Former visiting author at WSU wins Pulitzer Prize in fiction
Andrew Sean Greer, who taught at Wichita State for a month as a visiting author in the creative writing program, won the 2018 Pulitzer Prize in fiction.
He won the award for his novel “Less,” which was praised by the Pulitzer committee as “A generous book, musical in its prose and expansive in its structure and range, about growing older and the essential nature of love.”
Margaret Dawe, interim director of the creative writing program, said Greer was a “caring teacher” while he worked with students at WSU in 2015.
Dawe said Greer visited WSU “back in the era” when the creative writing program could afford to bring two distinguished writers — an author and a poet — each year.
Visiting authors stay in Wichita for a month while they teach at WSU and work with students one-on-one.
Dawe said the WSU creative writing program took a hit after the Fairmount College of Liberal Arts and Sciences budget was cut.

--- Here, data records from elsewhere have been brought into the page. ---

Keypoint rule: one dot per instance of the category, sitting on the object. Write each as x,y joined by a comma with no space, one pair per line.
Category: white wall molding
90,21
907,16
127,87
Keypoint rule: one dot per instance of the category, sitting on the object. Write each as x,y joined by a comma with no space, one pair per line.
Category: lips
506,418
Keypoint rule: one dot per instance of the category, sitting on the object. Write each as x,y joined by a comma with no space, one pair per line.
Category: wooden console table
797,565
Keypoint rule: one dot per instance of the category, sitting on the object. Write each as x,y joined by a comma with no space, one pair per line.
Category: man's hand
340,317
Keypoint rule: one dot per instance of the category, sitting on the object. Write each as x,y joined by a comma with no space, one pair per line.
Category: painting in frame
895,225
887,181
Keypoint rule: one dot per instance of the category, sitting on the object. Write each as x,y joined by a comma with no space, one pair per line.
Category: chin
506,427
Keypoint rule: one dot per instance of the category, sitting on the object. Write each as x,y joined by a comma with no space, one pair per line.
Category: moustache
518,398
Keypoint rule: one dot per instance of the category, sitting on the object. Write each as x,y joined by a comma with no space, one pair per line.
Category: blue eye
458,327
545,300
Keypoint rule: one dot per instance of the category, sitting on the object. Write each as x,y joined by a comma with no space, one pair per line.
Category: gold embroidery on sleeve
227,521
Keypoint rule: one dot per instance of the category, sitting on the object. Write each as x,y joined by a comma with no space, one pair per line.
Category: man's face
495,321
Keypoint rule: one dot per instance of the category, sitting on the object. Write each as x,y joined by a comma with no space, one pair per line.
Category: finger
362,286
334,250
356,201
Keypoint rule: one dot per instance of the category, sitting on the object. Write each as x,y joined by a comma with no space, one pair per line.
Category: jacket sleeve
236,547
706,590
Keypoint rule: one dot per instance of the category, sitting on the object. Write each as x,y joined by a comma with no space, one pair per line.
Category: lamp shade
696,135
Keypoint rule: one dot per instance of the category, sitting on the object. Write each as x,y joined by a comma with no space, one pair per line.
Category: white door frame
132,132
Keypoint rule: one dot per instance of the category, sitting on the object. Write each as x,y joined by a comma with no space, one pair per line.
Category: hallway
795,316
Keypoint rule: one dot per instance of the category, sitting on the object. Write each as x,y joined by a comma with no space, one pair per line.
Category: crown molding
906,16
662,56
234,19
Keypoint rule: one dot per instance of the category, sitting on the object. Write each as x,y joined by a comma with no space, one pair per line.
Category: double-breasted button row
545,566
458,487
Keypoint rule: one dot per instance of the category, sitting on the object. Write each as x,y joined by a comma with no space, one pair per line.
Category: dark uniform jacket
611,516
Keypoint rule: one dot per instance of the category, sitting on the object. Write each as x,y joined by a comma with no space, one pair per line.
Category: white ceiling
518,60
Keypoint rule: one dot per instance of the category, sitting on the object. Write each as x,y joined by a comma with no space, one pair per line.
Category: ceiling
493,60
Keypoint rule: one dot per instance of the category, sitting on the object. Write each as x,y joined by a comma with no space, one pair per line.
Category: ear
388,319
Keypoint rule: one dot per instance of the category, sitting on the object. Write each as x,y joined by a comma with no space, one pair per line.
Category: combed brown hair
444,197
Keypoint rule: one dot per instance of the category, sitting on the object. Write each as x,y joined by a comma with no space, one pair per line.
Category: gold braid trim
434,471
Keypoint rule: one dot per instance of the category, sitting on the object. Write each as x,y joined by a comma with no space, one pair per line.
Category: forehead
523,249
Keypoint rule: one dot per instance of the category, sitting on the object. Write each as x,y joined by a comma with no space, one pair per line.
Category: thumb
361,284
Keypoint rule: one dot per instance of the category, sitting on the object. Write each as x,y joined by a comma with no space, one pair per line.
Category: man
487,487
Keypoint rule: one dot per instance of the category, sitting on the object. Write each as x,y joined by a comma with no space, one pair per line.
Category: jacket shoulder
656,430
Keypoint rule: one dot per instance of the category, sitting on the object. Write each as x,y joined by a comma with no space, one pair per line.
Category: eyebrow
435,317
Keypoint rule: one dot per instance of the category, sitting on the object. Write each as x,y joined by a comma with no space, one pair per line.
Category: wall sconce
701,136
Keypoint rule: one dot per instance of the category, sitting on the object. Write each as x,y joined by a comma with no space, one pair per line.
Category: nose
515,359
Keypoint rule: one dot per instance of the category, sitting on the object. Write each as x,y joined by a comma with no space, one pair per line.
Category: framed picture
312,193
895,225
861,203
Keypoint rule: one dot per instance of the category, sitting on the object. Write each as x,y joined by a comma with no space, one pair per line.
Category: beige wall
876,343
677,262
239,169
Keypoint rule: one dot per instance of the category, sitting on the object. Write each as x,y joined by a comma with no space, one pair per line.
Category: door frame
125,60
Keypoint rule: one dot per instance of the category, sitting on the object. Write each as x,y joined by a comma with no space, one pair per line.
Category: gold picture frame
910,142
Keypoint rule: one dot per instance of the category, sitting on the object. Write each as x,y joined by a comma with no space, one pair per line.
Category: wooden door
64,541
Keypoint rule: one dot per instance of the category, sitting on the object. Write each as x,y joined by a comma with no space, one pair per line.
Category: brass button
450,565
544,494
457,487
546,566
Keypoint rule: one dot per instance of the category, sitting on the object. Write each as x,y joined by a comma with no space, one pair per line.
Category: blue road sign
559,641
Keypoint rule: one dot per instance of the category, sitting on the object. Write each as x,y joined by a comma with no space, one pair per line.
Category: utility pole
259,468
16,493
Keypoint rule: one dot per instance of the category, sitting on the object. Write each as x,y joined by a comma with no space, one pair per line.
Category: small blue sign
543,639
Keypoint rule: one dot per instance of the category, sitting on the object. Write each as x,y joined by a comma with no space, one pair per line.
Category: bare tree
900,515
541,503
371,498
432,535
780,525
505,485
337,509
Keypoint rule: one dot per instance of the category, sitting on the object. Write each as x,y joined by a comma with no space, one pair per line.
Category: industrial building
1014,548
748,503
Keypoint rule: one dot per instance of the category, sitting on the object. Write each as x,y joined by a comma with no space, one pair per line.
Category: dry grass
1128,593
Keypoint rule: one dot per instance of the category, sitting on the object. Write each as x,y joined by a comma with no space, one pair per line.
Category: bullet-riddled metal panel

The budget for the visiting writer program was cut in half in 2016, from $28,000 to $14,000.
Dawe said the cut forced the creative writing program to “move back a notch.”
Following the cut, the creative writing program could no longer bring as many distinguished writers and poets to WSU to teach and work with students.
“We used to have a distinguished writer and a distinguished poet each spring. But now we have to alternate the ‘distinguished,’ and what we sub in is an emerging writer,” or a writer just getting started in their career, Dawe said.
She said the distinguished visiting writers are an important recruiting tool for the creative writing MFA program.
“We won’t have the writers as often,” Dawe said. “It’s much harder now to recruit students to the MFA program.”
Jenna Farhat was the news editor of The Sunflower. Farhat majored in creative writing.